I am a moving image curator, cultural practitioner and teacher working across film and visual arts. Throughout my career, I have actively sought to combine academic work and teaching with my practice as a curator, distributor and film access specialist, as I strongly believe that one informs the other.

My curatorial practice is focused on independent Japanese, Southeast Asian, Himalayan and regional Indian cinemas and artists’ moving image, incorporating curatorial design and production for theme-based, touring and film festival programmes. My work in distribution has been largely focused on Asian cinema, particularly work by emerging and new cinematic voices that seek to critically reflect on the possibilities of cinema.

My PhD centred on French actor Jean-Pierre Léaud. Using the theoretical approach of star studies, my thesis explored how the concept of the “star” is constructed through audience perception and identification, examining the on and off-screen star persona of an iconic figure of the French New Wave and beyond and the sites of contradiction that give rise to ambiguity around his star image, contextualised within the socio-political climate of May 1968 and its aftermath in particular.

Since completing my PhD, I have continued to work on French cinema, particularly on filmmakers François Truffaut and Jean Eustache, publishing articles and presenting papers at various French and Film Studies conferences.

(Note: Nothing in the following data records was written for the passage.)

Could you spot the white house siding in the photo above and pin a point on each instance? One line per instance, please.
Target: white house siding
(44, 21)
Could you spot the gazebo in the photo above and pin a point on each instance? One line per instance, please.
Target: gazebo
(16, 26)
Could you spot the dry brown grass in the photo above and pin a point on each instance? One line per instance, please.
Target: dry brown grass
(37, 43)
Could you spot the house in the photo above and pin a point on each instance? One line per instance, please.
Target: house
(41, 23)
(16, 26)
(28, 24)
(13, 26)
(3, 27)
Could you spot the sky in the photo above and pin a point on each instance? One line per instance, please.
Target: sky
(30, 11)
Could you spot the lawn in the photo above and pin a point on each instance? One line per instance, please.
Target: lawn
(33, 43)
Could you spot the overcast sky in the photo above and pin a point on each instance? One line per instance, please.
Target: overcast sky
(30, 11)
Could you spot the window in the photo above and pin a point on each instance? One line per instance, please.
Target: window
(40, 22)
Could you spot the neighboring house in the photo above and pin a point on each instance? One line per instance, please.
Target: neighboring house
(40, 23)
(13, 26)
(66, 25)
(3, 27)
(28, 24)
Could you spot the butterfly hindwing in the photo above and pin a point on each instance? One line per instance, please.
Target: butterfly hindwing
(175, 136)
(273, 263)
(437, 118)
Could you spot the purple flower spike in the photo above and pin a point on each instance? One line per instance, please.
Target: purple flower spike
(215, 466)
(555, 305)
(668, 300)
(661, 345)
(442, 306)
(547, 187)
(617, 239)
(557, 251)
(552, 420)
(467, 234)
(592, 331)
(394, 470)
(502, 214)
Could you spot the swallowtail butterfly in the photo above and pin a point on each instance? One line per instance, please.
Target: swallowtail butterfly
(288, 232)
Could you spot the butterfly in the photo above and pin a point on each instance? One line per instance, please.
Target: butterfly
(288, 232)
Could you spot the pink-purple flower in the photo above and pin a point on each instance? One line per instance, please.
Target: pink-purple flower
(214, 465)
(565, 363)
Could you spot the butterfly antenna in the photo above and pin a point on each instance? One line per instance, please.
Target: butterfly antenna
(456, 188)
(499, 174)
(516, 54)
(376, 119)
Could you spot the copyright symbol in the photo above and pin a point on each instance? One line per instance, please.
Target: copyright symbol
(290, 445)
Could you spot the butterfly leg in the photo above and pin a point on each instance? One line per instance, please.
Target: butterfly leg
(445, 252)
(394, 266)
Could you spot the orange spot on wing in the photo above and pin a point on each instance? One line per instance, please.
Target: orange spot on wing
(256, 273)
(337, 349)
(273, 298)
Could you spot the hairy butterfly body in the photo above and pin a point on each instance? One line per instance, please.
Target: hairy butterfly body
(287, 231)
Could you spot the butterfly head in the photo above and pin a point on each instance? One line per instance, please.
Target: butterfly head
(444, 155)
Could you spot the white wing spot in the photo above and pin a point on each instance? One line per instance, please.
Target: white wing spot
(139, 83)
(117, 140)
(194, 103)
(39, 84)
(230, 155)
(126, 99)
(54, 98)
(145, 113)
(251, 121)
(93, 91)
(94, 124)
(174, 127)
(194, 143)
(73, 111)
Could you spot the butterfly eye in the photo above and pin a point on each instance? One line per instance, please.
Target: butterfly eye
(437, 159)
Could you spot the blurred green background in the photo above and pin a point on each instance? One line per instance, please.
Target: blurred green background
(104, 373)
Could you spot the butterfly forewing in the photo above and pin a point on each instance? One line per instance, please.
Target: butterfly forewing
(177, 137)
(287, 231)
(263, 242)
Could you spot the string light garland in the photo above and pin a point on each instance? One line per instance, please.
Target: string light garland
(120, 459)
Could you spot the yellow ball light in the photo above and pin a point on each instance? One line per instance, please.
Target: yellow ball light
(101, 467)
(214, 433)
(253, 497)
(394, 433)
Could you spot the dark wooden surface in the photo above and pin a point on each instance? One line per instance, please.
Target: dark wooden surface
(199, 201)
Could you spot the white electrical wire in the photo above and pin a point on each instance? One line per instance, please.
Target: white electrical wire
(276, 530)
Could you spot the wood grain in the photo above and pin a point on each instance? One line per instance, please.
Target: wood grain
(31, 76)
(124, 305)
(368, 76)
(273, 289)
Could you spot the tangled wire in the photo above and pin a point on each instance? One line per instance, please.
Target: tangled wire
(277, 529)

I was recently invited to give a series of public talks as part of the British Film Institute season “François Truffaut: For the Love of Films”.

My research interests also cover cinema and architecture, the intersection between sound, image and text in relation to translation and language transfer on screen, and drawing from my curatorial practice, film festivals and distribution, particularly in relation to small national film industries and filmmaking collectives. I regularly contribute to various MA film curating and film studies programmes at UK universities on these topics.

I have taught on BA and MA Film Studies and Film Distribution courses as a sessional lecturer at Manchester Metropolitan University and Birmingham City University, a guest lecturer on Film Curating and Film Distribution MA modules at National Film and Television School, Birkbeck, and in Screen Translation at UCL, University of Essex, Roehampton University. I have also been an MA dissertation mentor for students at London Film School for the MA International Film Business course and at UCL for the MA Creative and Collaborative Enterprise course. I have presented my PhD research at University of Glasgow and Institut De l’histore de l’art in Paris. Most recently, I was appointed MA Film Studies, Programming & Curation Industry Reviewer at National Film and Television School for which I am required to provide industry based assessments on all students

More recently, I have fostered an interest in cultural activism and approaches to labour in the creative industries, particularly in relation to shifting working practices in the film industry. I have been invited to participate in various related projects and to co-author a forthcoming research paper on this subject.

Over the course of my career, I have drawn together the different strands of my work through a commitment to championing diversity and inclusion in film culture and the arts, with a strong emphasis on audiences and accessibility. More broadly, my work seeks to expand access to independent cinema and artists’ film, particularly underrepresented and under acknowledged areas of moving image culture.